![]() |
| Kebangkitan Sanseito memicu kekhawatiran ekonomi Jepang: krisis tenaga kerja, inflasi, dan ancaman proteksionisme yang bisa menjauhkan investor. (REUTERS/Toru Hanai) |
Inflasi pangan yang menekan rumah tangga Jepang, nilai tukar yen yang merosot ke level terlemah dalam 30 tahun, serta krisis tenaga kerja yang kian akut, menjadi latar kebangkitan partai baru yaitu Sanseito.
Partai populis sayap kanan ini, yang awalnya hanya dikenal lewat kanal YouTube dan media sosial, kini berhasil memenangkan 14 kursi di parlemen dan memaksa koalisi lama Liberal Democratic Party (LDP) dan Komeito kehilangan mayoritas.
Fenomena ini bukan sekadar gejolak politik biasa. Naiknya Sanseito menandai pergeseran arah ekonomi Jepang menuju jalur populisme proteksionis sebuah jalan yang, menurut sejumlah analis, berpotensi mengancam daya saing Jepang di Asia Timur, menekan investor, dan memperburuk stagnasi ekonomi yang sudah berlangsung lebih dari dua dekade.

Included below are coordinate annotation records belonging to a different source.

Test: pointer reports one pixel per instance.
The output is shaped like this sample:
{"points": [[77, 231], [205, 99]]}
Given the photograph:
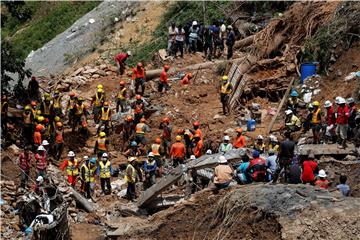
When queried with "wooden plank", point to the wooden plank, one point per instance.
{"points": [[280, 105]]}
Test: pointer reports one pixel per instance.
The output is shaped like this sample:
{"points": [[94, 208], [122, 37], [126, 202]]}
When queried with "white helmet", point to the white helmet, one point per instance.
{"points": [[322, 173], [71, 154], [41, 148], [327, 104], [288, 112]]}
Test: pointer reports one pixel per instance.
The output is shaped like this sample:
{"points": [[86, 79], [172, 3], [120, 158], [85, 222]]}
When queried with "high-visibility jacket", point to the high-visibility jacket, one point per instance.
{"points": [[105, 169], [102, 144], [72, 168], [132, 177], [316, 117], [121, 94], [105, 114], [155, 148]]}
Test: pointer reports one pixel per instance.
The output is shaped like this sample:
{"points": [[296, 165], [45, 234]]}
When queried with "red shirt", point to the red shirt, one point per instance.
{"points": [[307, 176], [342, 115], [121, 57], [163, 77]]}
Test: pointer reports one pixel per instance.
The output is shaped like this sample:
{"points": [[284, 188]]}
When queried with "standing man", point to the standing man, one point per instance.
{"points": [[225, 91], [120, 61]]}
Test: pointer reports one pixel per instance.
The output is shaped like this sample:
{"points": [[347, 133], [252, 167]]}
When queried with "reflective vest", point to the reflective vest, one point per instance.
{"points": [[155, 149], [225, 88], [72, 169], [102, 144], [132, 178], [105, 169], [105, 115], [121, 94], [139, 129], [316, 117]]}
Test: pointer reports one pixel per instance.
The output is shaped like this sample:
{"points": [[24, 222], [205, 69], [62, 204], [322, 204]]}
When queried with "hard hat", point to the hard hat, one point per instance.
{"points": [[288, 112], [222, 159], [41, 148], [316, 103], [256, 154], [71, 154], [260, 137], [322, 173], [294, 93], [327, 104]]}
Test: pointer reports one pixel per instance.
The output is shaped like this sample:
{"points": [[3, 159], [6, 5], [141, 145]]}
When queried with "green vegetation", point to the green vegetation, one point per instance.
{"points": [[47, 20]]}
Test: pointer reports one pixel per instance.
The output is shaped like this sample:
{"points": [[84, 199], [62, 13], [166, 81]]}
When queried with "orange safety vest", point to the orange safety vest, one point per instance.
{"points": [[105, 115]]}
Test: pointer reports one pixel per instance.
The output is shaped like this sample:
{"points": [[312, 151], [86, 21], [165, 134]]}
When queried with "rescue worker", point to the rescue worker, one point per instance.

Sanseito membawa slogan tak resmi yang populer di media sosial: “Japanese First”. Istilah ini merujuk pada pandangan nasionalis yang menekankan bahwa kepentingan warga Jepang harus selalu diutamakan di atas kepentingan asing.
Dalam praktiknya, slogan ini kerap digunakan untuk mendukung kebijakan proteksionis, pembatasan tenaga kerja migran, dan penolakan terhadap pengaruh globalisasi.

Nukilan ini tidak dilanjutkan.